Cloud Only Deployments
While cloud-only deployments are relatively rare, they provide a good starting point as they are less complex compared to more common hybrid deployments. In a cloud-only deployment, you would typically have a front-end system responsible for scheduling and submitting jobs to your workloads. Here is an example of a simple cloud-only HPC cluster deployment:
The workflow for this is relatively simple as the Azure Pipeline starts a pipeline to compile code and stores it as an executable in Azure Storage. The same pipeline job continues by loading some processing data in the storage account. After that, the pipeline makes a request to Azure Batch to start processing its job completing the pipeline. Azure Batch will then copy the executables and input data and begin assigning it to the pool of compute nodes.

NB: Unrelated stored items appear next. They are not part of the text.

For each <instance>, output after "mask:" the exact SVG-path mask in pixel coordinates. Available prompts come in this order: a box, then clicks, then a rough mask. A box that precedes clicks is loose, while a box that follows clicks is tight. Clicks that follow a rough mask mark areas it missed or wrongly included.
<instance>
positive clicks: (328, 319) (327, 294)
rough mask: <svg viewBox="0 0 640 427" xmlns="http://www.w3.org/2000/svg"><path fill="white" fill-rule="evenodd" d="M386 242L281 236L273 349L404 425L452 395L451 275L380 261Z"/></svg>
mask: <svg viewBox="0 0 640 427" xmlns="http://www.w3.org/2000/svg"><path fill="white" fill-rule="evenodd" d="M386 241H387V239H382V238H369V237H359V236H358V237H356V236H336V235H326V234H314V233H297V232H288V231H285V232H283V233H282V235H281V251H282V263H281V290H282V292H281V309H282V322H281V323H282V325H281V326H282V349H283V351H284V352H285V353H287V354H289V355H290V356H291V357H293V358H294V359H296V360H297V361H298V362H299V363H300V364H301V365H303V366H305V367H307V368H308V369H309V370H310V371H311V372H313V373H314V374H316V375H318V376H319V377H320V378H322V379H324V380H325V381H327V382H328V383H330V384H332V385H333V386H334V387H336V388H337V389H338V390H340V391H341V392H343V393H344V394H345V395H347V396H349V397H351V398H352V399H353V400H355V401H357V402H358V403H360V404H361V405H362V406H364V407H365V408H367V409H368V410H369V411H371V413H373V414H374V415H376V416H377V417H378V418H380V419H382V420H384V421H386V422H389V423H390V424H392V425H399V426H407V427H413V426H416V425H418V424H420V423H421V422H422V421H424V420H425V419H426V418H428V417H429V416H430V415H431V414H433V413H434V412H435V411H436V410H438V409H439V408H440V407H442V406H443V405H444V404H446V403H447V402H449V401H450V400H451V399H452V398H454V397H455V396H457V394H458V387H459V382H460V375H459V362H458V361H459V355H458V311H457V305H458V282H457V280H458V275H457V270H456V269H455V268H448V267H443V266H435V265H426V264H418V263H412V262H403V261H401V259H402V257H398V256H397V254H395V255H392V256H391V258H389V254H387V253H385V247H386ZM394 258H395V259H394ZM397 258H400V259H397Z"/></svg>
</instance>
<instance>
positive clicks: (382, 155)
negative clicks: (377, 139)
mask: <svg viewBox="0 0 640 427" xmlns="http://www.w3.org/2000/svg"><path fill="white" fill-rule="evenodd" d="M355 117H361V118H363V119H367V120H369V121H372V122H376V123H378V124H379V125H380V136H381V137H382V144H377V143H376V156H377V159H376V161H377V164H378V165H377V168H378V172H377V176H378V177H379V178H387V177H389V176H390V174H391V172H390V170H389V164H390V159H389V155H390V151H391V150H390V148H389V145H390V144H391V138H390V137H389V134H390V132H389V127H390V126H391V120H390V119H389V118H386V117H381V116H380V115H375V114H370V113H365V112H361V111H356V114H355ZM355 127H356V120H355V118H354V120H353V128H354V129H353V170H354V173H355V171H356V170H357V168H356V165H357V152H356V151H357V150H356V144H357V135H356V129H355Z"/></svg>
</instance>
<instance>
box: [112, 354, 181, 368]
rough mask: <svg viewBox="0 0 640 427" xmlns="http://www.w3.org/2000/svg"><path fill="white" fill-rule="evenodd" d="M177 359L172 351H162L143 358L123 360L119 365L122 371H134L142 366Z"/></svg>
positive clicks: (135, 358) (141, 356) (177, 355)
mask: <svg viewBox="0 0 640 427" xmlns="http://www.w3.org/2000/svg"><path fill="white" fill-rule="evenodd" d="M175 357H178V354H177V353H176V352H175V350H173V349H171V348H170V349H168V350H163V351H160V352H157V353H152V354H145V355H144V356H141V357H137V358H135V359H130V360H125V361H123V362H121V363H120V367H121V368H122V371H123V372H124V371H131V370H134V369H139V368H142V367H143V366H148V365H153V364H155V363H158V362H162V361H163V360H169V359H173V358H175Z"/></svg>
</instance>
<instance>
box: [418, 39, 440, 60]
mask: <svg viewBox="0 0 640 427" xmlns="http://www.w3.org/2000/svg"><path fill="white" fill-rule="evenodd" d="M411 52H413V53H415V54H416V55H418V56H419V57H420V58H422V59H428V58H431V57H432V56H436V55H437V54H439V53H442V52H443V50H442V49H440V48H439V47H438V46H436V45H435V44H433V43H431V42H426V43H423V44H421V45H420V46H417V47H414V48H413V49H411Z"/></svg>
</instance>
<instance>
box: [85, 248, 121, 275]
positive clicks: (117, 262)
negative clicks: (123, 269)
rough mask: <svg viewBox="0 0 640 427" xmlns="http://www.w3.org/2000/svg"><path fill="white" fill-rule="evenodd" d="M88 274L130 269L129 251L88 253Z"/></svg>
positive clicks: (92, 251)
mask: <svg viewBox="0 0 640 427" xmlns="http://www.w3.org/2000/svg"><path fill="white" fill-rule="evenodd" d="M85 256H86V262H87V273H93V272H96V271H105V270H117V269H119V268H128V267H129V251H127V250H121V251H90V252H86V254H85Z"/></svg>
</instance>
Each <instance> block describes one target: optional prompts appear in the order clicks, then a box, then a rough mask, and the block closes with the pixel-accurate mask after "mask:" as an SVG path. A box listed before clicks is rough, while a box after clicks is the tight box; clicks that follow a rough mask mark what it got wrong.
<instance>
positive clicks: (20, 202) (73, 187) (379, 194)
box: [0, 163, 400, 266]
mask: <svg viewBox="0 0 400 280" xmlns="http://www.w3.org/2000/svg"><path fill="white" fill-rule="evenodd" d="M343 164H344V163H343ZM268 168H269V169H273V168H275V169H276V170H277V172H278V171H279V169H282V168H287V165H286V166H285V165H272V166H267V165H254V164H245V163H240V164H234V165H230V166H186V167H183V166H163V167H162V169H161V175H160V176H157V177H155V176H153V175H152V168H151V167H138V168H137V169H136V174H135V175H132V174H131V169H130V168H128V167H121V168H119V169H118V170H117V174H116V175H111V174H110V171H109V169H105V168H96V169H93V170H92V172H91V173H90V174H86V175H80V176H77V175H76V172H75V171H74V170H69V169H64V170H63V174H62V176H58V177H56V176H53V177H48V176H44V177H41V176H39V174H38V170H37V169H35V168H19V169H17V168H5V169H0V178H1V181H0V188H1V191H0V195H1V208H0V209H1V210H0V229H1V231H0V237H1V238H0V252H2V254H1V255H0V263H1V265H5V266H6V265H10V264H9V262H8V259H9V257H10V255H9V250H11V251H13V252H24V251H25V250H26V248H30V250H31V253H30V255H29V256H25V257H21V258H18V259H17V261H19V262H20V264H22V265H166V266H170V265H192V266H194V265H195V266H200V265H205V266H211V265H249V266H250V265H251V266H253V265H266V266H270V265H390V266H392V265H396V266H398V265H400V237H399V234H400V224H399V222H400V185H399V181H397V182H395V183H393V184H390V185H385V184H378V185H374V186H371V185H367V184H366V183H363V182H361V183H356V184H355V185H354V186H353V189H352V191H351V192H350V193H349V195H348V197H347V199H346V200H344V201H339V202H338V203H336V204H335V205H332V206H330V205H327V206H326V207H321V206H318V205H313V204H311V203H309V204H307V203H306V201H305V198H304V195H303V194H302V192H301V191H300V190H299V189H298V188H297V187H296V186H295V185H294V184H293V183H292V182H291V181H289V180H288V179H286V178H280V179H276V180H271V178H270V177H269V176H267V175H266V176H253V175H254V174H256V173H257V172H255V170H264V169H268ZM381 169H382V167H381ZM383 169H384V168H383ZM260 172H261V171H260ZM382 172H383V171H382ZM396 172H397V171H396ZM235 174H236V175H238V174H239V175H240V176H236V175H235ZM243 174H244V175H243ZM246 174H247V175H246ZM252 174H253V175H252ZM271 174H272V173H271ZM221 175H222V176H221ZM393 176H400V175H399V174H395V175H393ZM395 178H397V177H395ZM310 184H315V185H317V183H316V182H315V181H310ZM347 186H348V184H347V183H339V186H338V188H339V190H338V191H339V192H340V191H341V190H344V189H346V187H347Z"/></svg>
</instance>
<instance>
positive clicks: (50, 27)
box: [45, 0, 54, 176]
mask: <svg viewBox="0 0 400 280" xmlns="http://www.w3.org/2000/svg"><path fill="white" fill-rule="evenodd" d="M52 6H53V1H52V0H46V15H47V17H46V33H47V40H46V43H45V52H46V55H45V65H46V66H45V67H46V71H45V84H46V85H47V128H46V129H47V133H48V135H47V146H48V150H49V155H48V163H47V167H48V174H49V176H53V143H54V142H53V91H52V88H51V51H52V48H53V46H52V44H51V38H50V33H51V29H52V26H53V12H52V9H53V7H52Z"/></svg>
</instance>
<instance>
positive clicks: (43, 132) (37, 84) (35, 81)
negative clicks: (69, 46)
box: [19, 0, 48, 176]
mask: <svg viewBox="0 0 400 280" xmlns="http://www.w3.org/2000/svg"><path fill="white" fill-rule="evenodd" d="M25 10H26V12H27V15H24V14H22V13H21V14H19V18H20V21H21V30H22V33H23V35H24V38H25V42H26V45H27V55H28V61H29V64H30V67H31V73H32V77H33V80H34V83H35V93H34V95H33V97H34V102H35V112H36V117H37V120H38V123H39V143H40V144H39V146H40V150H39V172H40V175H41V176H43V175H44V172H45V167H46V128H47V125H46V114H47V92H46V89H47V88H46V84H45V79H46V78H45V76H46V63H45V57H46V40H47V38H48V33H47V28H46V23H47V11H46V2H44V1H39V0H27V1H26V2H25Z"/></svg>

The Batch service will keep retrying and reassigning jobs until the nodes complete their work. When the compute nodes complete their task, it will output your data to Azure storage for review. During this, you can use Azure Monitor to collect performance data to better jobs in the future. It is worth noting that this architecture is ideal for loosely coupled workloads. However, Azure Batch also supports tightly coupled workloads using Microsoft Message Passing Interface (MPI) or Intel MPI.
Hybrid Deployments
Hybrid deployments introduce a higher level of complexity, requiring careful consideration of various factors including networking, security, and data access capabilities. The first step involves establishing a fast and secure connection between your on-premises infrastructure and Azure. To achieve this, deploying an Azure ExpressRoute or Azure VPN Gateway is highly recommended. By doing so, you can extend your Azure resources and ensure a secure connection. If possible, I strongly suggest using Azure ExpressRoute for configuring your hybrid infrastructure, as it offers optimal performance and reliability. Below is an example of a hybrid HPC Azure deployment for media rendering for artists:
To optimize dataflow and enhance access to NAS files, you can leverage Azure FXT edge filer this enables artists to connect to low-latency storage. Next by using an Azure ExpressRoute, you can then connect your on-premises data resources to Azure to utilize additional cores. Azure HPC Cache provides you with low-latency access to your compute nodes for burst rendering. Azure HPC Cache also supports Azure SDK for easier infrastructure management and automation. To accommodate fluctuating demands and seamlessly burst into Azure, utilizing Azure VM Scale Sets as your render farm is highly beneficial. This setup ensures scalability and responsiveness to meet your rendering needs effectively. There are other components that can be used to simplify management of your hybrid workloads that are omitted such as Azure Batch and Azure CycleCloud which will be discussed further in future blog posts.
In conclusion, these architectural designs are well-suited for loosely coupled workloads and should be adapted based on specific requirements rather than being treated as a one-size-fits-all solution.